It has been suggested that platelet hyperreactivity in patients with diabetes mellitus is associated with increased platelet production of thromboxane. We therefore compared the excretion of a thromboxane metabolite and platelet function in 50 patients with Type II diabetes mellitus who had normal renal function and clinical evidence of macrovascular disease and in 32 healthy controls.

The mean (±SD) excretion rate of urinary 11-dehydro-thromboxane B₂ was significantly higher in the patients than in the controls (5.94±3.68 vs. 1.50±0.79 nmol per day; P<0.001), irrespective of the type of macrovascular complication. Tight metabolic control achieved with insulin therapy reduced the levels of 11-dehydro-thromboxane B₂ by approximately 50 percent. The fractional conversion of exogenous thromboxane B₂ (infused at a rate of 4.5,45.3, or 226.4 fmol per kilogram of body weight per second) to urinary 11-dehydro-thromboxane B₂ was assessed in four patients, in whom it averaged 5.4±0.1 percent; this value did not differ from that measured in healthy subjects. Aspirin in low doses (50 mg per day for seven days) reduced urinary excretion of the metabolite by approximately 80 percent in four patients. The fact that thromboxane biosynthesis recovered over the following 10 days was consistent with a platelet origin of the urinary metabolite.

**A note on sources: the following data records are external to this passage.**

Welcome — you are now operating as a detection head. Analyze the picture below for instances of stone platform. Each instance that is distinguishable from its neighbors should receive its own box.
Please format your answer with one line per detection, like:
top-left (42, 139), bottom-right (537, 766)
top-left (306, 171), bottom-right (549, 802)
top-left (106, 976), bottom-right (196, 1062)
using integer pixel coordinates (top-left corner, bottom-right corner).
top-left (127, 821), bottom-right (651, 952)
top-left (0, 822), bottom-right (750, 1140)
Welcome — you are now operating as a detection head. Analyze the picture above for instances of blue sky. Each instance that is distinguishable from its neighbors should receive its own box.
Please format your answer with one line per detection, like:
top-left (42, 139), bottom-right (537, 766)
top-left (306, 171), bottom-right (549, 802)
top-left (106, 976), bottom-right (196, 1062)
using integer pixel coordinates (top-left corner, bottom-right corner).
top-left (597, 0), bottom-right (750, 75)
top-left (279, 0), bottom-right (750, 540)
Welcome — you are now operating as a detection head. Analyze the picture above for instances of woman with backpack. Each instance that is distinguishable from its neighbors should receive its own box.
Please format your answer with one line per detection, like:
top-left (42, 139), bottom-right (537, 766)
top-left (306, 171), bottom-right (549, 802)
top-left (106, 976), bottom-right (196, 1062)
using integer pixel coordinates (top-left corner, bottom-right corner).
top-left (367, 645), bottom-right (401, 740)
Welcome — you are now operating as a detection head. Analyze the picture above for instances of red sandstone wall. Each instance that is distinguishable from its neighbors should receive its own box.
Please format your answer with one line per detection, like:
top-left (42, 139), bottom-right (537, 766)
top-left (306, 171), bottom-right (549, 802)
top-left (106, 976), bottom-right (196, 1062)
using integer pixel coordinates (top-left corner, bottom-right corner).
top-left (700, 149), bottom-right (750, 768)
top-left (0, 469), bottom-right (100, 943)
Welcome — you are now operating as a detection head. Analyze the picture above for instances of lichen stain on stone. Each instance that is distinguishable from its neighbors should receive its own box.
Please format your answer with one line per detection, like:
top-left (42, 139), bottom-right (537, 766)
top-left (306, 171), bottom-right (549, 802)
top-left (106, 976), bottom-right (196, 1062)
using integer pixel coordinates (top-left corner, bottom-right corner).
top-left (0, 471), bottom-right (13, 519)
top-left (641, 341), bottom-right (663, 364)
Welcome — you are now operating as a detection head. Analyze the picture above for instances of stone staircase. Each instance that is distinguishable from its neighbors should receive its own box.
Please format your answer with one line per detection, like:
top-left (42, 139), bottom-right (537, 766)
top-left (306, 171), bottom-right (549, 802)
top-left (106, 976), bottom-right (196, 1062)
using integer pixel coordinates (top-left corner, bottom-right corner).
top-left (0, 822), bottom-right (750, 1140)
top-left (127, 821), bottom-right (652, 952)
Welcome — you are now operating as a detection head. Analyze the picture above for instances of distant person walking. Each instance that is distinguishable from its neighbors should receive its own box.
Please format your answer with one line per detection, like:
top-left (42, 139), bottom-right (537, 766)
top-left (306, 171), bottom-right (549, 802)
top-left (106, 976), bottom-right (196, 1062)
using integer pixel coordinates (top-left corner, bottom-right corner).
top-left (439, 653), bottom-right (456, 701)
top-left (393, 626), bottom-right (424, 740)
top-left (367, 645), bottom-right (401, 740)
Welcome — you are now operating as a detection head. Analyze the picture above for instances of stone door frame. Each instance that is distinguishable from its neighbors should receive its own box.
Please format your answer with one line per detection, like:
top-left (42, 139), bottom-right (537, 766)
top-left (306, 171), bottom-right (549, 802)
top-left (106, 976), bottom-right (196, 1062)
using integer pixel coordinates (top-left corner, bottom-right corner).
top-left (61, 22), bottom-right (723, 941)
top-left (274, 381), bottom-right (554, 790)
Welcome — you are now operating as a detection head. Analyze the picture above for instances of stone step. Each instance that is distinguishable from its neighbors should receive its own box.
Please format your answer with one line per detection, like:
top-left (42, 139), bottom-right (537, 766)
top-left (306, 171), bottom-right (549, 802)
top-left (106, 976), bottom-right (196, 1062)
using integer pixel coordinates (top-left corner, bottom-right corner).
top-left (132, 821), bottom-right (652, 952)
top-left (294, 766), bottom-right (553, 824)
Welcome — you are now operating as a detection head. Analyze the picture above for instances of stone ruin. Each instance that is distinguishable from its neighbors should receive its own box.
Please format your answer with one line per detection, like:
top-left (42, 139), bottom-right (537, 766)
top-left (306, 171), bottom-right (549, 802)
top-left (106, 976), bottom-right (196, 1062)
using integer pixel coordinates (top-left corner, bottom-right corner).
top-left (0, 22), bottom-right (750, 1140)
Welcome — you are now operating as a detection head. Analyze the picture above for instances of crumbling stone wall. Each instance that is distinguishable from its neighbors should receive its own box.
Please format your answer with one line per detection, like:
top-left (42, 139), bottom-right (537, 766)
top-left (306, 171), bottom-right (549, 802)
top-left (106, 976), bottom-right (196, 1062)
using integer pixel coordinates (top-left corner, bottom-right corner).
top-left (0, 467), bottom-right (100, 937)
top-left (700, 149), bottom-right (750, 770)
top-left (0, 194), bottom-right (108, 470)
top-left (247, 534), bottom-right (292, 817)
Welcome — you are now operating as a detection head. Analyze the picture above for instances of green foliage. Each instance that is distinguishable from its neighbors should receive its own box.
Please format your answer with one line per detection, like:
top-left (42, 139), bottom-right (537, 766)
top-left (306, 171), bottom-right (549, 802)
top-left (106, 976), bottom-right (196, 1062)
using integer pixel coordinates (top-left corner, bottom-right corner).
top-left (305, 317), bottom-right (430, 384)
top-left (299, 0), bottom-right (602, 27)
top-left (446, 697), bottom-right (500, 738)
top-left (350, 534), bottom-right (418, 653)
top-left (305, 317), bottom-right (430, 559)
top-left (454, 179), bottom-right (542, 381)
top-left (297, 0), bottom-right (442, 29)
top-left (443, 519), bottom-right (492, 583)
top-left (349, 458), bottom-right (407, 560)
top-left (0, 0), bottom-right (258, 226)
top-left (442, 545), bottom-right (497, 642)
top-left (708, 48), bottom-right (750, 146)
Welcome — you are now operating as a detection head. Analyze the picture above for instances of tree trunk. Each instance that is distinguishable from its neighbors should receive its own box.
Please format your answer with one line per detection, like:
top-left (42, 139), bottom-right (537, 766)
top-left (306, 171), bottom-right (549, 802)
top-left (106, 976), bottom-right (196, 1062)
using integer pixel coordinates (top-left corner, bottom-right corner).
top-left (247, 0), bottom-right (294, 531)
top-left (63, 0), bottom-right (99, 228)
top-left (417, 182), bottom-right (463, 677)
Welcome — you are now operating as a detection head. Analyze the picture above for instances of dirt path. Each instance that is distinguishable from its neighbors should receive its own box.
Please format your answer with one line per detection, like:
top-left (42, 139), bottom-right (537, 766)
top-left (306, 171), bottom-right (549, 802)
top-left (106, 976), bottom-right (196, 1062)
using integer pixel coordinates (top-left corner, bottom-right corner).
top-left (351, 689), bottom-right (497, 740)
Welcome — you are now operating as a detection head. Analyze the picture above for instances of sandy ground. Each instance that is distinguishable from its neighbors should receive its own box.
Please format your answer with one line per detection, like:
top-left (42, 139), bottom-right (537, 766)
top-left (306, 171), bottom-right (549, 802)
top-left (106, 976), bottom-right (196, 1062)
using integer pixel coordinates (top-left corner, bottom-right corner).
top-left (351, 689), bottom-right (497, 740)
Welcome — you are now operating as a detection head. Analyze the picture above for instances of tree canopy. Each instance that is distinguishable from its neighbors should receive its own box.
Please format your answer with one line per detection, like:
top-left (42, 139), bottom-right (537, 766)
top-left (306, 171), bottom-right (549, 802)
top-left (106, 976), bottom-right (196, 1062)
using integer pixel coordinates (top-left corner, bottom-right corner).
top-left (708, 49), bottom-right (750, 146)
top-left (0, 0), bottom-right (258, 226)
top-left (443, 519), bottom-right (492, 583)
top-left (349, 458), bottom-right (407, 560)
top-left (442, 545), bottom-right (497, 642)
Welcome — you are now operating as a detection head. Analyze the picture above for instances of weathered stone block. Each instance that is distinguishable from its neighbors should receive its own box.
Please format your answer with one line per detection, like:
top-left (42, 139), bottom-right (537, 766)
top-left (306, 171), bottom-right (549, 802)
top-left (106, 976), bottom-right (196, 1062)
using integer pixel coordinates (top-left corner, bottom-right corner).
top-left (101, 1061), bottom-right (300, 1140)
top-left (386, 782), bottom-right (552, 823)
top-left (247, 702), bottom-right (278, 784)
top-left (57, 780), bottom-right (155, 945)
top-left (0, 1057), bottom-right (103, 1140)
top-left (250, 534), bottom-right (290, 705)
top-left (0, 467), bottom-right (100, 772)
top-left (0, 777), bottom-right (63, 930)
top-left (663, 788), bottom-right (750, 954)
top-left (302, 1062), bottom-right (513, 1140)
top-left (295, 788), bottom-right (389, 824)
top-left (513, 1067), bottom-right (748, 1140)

We conclude that in Type II diabetes (1) increased 11-dehydro-thromboxane B₂ excretion reflects enhanced biosynthesis of thromboxane A₂ by platelets rather than a shift in its metabolic disposition; (2) this is likely to reflect in vivo platelet activation; and (3) improved metabolic control as well as low-dose aspirin therapy may correct these abnormalities in platelet function to a variable extent. (N Engl J Med 1990; 322:1769–74.)